My personal experience with separation anxiety led to my interest in this common and sometimes severe behavior problem. In the early 90’s one of our dogs, Nacho, a siberian husky, had this behavioral problem. Nacho’s distress when left alone was severe – he would bark constantly, injure himself, break out of crates and defecate when confined. I successfully modified Nacho’s behavior problem. Nacho was, after several weeks of behavior modification, able to be confined calmly at our home.
My success with Nacho led to colleagues referring similar cases to me. I have since helped many owners address their own dog’s separation anxiety and am referred to by area veterinarians for this common behavioral problem.
Facts about Separation Anxiety
- This is a behavior problem that is particularly common in dogs that have been adopted from shelters and rescue groups.

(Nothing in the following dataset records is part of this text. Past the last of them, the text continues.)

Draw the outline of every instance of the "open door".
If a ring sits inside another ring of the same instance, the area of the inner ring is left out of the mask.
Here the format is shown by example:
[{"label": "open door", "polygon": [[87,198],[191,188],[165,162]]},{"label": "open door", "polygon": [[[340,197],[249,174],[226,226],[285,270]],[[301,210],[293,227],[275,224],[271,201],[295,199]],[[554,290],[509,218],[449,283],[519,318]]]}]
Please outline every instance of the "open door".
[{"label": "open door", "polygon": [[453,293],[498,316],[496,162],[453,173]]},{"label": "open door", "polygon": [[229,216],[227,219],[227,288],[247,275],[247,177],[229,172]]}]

- Not all barking and destructive behavior is “separation anxiety.” Dogs may bark, engage in destructive behavior or house soil for many different reasons.
- Every case of separation anxiety is unique. Some dogs cannot be crated at all as the confinement triggers even more panic. Other dogs are more calm in a crate.
- Some dogs have very severe problems while other dogs may show some milder signs.
- Some dogs with separation anxiety also have other anxiety related behavior problems such as fearful behavior with loud sounds or thunderstorms.
- Many people who contact us with dogs that have separation anxiety have recently had a major change in their living situation or home that triggers the behavior. For example, they may have moved, implemented a home renovation or recently had a divorce.
- Separation anxiety is potentially very serious. Dogs can be injured or worse if they are extremely anxious.